第17話 特訓
昼、いつもの場所となりつつある学校の屋上にて。
「ねえ、一つ言わせてもらっていい?」
「……はい」
「七原……アンタってバカでしょ」
「はい、バカです。大変申し訳ございません」
花宮さんから呆れ顔で言われ、私は平身低頭するしかない。
まだ知り合ったばかりの人に『体を隅々まで触らせて』だなんて、しかも女の子であるはず私がそれをお願いするだなんて、私はなんて馬鹿なヤツなのだろう。七希や美嘉さんがあまりにもノッてきたものだから、つい。
「あ、あはは……ご、ごめんなさい。そうですよね~……やっぱり別の方法を考えたほうがいいですよね。あ! そうだ、やっぱり一番はセクハラの証拠を写真かなんかで隠し撮りして、『これをばら撒かれたくなければ大人しくしておけ』って脅してやるのが……」
「七原」
「え?」
「ちょっと落ち着く。ステイ」
「はい」
花宮さんに言われて、私は犬のように待機してご主人様からの指示を待つ。
「私はアンタに『バカ』とは言ったけど、『やらない』なんて一言も言ってないでしょ。『バカ』とは言ったけど」
バカなのは変わらないらしい。
「商業漫画家やってるっていうアンタのお兄さんの提案を私が受け入れるとすると、アンタが私のことを『触る』ことになるけど、本当に任せて大丈夫なの?」
「うん。一応、知り合いの人からお墨付きはもらったよ」
美嘉さん曰く、『やっぱり七香ちゃんは良い筋してる』らしい。
そんなことで褒められても、という感じだが。
「……その、ちょっとだけ試して、みます?」
「随分な自信ね。……なら、ほら、やってみなさいよ」
花宮さんが私に背を向ける。多分、後ろから抱き着くなりなんなり自由にやってみろということだろう。
「えっと、じゃあ……」
昨夜、美嘉さんから言われたことを思い出しながら、教えられた手つきで、私は花宮さんの腰付近に触れた。
「――んにゃんっ!?」
瞬間、花宮さんの体がびくり、と跳ねた。
「は、花宮さん……その、大丈夫?」
「へ……へ、平気よこれくらい。

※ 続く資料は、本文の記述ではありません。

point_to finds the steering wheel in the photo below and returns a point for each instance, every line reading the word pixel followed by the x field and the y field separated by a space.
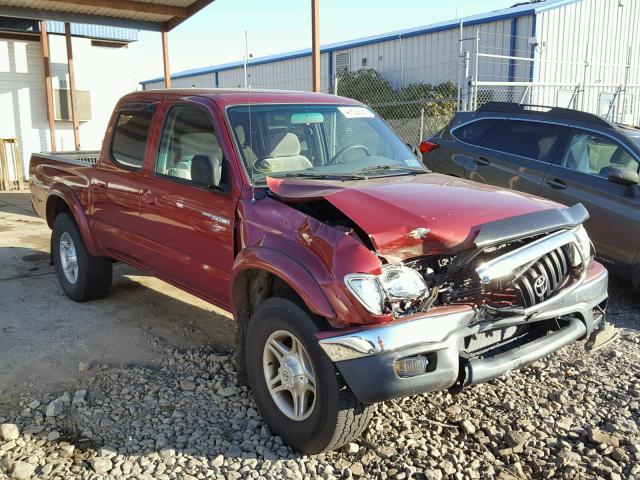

ちょ、ちょっとアンタが急に来たもんだからびっくりしちゃったってだけ! い、今のはなし! ほら、もう一回」
別に強がらなくてもいいのに。
負けず嫌いな人だ。
「それなら……はい」
「ふにゃっ……!?」
また同じように身を震わせて、花宮さんは膝から崩れ落ちた。
「七原、アンタ今なにを」
「制服越しに体に触れただけですけど……」
本当にそれだけだ。美嘉さん仕込みの、ではあるけれど。
「やっぱりこの作戦は止めた方が……」
「は? 何言ってんのっ? 平気だ、っつってんでしょ? こんなお触り一発で腰砕けになるほど私はヤワじゃないのよ。子役時代も含めれば、私はこの道10年のベテランなのよっ!?」
その割に、一夜漬けの私の技術にやられすぎな気が。
「ああ、もう。いいわよ。やったろうじゃない! 私は花宮アリア。いずれアイドル界の頂点に立つ(予定)の女ッ! こんなセクハラごときに屈する人間じゃないのよっ!」
「…………」
口には出さないけど、花宮さんも相当変わっている。
「次の収録日は一週間後ッ! それまでに絶対、どんなセクハラをモノともしない無敵の体を作り上げてやるんだから。……ということで、ほら、さっさと続き! やんなさいよ!」
胸をぽんと叩き、私を迎え入れようとする花宮さん。
負けず嫌いだ。
「……七原さん、私、誰かが来ないように、見ておきますね」
「うん、ありがとう静原さん。助かるよ」
空気を呼んでくれた静原さんに感謝して、私は花宮さんとともに、屋上にある貯水タンクの陰へ。
ちなみに、その後の午後の授業、花宮さんはまともに動くことができなかったことだけ、ここに報告しておくことにする。